In a decision in September, Johnson v. 3M Co. et al., the U.S. District Court for the Northern District of Georgia allowed claims regarding discharges of PFAS, filed by a Georgia man, to proceed against manufacturer 3M and several carpet companies, Law360 reported. The claims are part of a proposed class action on behalf of Georgia residents about 50 miles downstream of “the carpet manufacturing capital of the world,” in Dalton, Ga., according to Law360.
One particularly significant component of the ruling was the decision that the “plaintiff’s claim is not barred by the statute of limitations,” refuting a motion filed by Dalton Utilities, the full case text reads. Dalton Utilities argued that claims regarding its PFAS discharge would have needed to occur within five years of the lawsuit filing — August 27, 2015.
The plaintiff agreed that the limitations period of five years is applicable, but argued that, like in Hoery, the clock resets on each day there’s a new unpermitted discharge. Such discharges allegedly continued through June 2020.
Additional hurdles that have come up in toxic exposure cases in general — which could also be a challenge for PFAS litigation — are occupational disease claims, said environmental litigator Mark Cuker.
Traffic moves down Highway 58 through Hinkley, Calif. © Associated Press – Reed Saxon
Cuker said that filing such a claim could start the clock on a statute of limitations and prevent someone from suing later.
“Let’s say you’re employed by the U.S. government. You’re working on a Navy base and you got cancer and you made an occupational disease claim. And now three years goes by and … you want to sue the manufacturers of AFFF,” he said, referring to firefighting foam containing PFAS that’s used by the military.
“You’re gonna get f—ed,” he continued. “I mean, you’ve got a big problem, because they’re going to say you knew enough to make an occupational disease claim. You should have filed your claim against us at that time.”
Cuker said that this has been a problem with asbestos cases, in which employees would sue for workers compensation, and later couldn’t sue manufacturers.
PFAS may be unique in their ubiquitous ability to persist in the environment, but the associated lawsuits cropping up around the country are simply the newest to emerge in a complex history of chemical contamination suits.
“It’s a whole toxic exposure problem, and that’s why the statutes of limitations need to be longer, because it’s too easy for industry to use that as a shield for cases,” Hannon added.

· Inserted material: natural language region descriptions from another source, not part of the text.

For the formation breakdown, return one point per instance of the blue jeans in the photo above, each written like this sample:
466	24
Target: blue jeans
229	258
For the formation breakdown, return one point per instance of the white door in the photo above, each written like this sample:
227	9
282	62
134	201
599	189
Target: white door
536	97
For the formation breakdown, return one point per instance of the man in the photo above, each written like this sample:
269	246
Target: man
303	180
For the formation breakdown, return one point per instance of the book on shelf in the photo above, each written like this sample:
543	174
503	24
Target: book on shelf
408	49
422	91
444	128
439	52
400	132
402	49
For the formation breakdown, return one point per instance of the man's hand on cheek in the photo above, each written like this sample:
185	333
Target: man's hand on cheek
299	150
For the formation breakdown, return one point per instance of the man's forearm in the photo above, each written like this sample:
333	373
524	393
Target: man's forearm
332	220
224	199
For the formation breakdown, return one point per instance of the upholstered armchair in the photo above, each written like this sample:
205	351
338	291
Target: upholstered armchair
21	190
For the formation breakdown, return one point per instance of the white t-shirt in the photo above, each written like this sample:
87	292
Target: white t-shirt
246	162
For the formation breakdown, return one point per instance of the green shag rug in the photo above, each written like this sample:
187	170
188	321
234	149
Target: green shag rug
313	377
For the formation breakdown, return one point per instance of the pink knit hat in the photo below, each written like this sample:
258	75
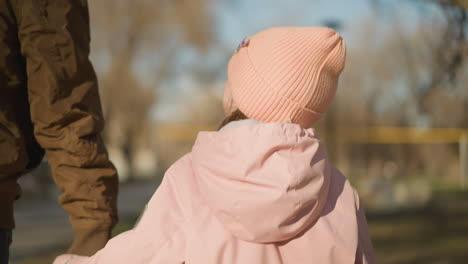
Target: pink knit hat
285	74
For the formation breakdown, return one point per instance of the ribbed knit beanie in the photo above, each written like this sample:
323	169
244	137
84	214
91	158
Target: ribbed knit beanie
285	74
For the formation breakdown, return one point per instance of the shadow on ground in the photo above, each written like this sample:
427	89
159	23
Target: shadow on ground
437	233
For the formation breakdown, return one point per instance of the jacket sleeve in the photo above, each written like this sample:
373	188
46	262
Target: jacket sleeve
159	237
66	112
364	252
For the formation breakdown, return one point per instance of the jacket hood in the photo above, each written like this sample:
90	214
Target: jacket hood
265	182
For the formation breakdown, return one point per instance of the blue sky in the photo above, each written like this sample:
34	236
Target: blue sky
246	17
236	19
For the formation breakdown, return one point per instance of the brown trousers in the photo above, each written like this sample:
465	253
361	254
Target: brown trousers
49	101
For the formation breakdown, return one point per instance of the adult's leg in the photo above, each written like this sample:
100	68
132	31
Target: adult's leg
66	112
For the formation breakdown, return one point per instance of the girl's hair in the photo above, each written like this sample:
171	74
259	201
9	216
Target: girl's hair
234	116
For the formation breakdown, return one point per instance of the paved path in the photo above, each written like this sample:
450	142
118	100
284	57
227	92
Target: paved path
42	225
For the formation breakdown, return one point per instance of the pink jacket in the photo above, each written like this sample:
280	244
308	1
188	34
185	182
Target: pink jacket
250	193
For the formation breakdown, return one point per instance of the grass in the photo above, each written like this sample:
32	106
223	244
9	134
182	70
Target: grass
437	233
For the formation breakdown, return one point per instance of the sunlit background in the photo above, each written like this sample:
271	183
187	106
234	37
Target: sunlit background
398	128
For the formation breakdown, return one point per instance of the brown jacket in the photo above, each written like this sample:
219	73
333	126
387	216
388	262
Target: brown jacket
49	101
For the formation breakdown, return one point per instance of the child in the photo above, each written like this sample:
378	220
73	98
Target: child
261	190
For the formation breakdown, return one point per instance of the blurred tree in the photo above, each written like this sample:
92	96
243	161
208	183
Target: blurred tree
140	41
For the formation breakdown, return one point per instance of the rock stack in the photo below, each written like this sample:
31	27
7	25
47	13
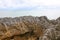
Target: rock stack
29	28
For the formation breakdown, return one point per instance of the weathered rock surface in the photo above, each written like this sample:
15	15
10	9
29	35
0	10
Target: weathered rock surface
29	28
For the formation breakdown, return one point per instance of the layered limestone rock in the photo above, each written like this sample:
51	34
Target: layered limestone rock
29	28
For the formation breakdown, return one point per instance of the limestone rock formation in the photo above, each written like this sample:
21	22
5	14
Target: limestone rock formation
29	28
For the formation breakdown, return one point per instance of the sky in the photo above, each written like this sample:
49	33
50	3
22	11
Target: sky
13	8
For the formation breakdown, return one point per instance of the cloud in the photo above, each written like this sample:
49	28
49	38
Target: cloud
29	3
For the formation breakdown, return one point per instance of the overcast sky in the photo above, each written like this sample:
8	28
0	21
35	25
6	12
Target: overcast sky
13	8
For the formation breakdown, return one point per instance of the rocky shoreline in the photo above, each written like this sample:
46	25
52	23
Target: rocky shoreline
29	28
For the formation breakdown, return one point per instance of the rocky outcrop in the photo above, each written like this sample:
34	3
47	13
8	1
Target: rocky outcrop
29	28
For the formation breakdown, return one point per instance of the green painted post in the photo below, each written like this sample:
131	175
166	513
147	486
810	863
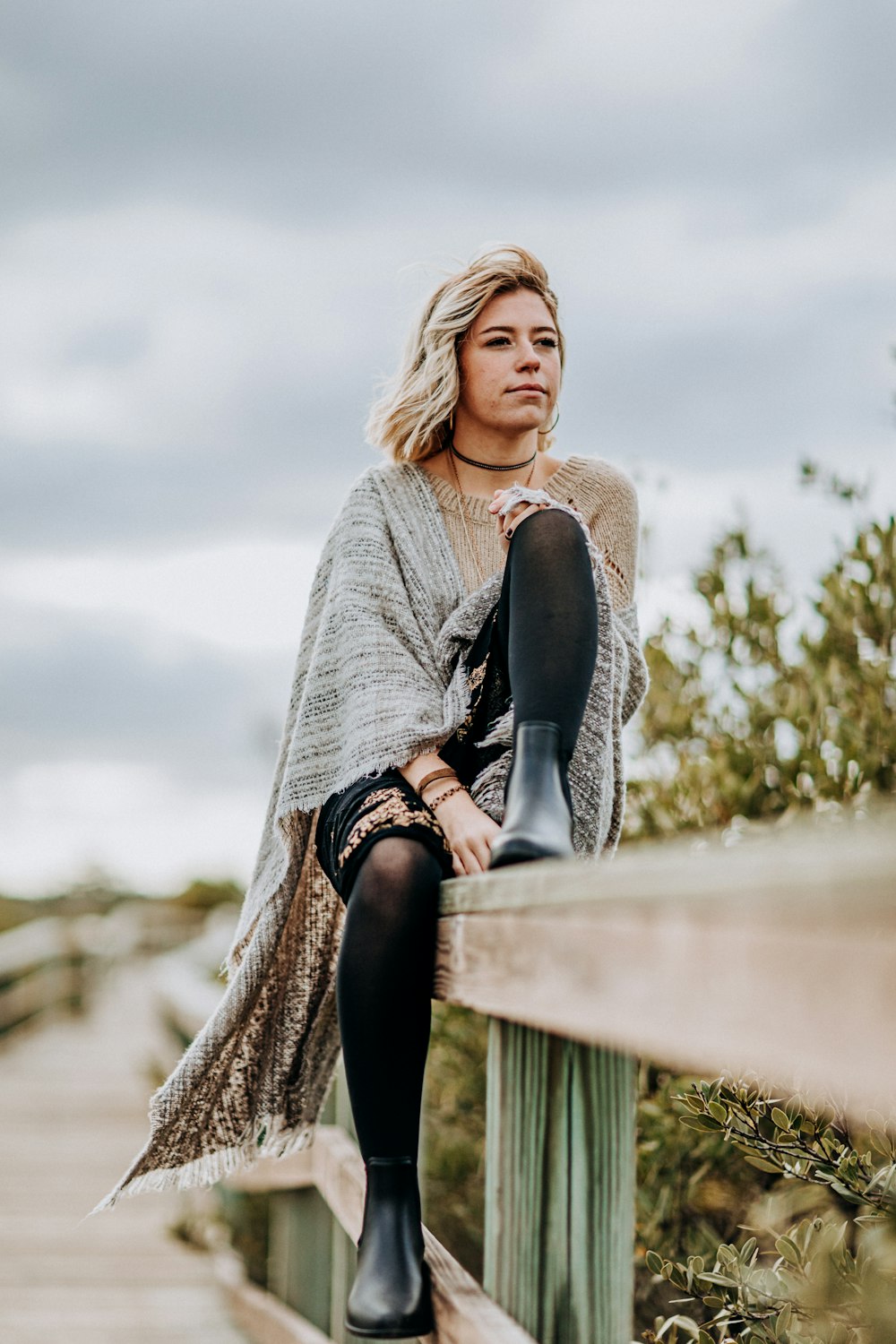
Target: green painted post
560	1185
300	1254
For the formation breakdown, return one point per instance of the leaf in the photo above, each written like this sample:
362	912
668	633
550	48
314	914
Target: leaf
761	1163
788	1250
705	1124
782	1322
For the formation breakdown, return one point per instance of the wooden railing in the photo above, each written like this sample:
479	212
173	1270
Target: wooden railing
43	969
767	952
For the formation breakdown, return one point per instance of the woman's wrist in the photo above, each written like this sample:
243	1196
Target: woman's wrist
419	768
446	793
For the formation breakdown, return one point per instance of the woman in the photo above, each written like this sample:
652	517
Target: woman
469	658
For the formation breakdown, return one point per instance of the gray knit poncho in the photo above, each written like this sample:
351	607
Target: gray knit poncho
379	680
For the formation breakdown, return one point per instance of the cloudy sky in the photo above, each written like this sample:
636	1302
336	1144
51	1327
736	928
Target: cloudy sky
215	223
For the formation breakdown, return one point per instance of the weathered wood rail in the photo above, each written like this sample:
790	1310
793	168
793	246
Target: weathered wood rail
774	956
43	967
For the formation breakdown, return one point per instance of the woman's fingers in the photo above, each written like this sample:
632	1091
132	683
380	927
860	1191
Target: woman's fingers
509	526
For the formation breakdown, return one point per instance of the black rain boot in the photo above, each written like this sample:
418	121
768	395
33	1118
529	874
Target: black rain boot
538	817
392	1295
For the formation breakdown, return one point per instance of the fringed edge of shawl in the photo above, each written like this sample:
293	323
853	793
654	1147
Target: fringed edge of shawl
214	1167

If a family doctor even dares to note in a patient’s medical records that an illness “looks like it could be” due to PFAS exposure, the defense could argue that a statute of limitations was triggered, he said.
In Hannon’s mind, lengthening statutes of limitations would be the only solution that could help plaintiffs. State legislatures, he explained, would need to extend their statutes of limitations — essentially giving people more time to prove what is by nature a complex case.
“The whole point of extending the statute of limitations is this is not an auto accident. It’s more complicated than medical malpractice,” Hannon said. “That’s why we need a longer statute of limitations, because this chemical exposure situation is far more complex than almost any application of statute of limitations in any other circumstance.”
Despite the legal complexities associated with pursuing lawsuits following exposure to toxic substances like PFAS, Brockovich — the Hinkley, Calif. activist turned household name — expressed some optimism in the fight going forward.
“I think we all assume that a law is a law,” Brockovich told The Hill. “No — laws came to be because somebody fought for it. They challenged them. And our legal system should be open to that.”
And that legal system, she explained, doesn’t necessarily require the challenger to be a scientist, a politician or a lawyer, as she didn’t “need to be any of that” to show that “the two-headed frogs” and “green water” in Hinkley was abnormal.
“All you’ve got to be is a human with some gumption to go, ‘I don’t think so,’” Brockovich added.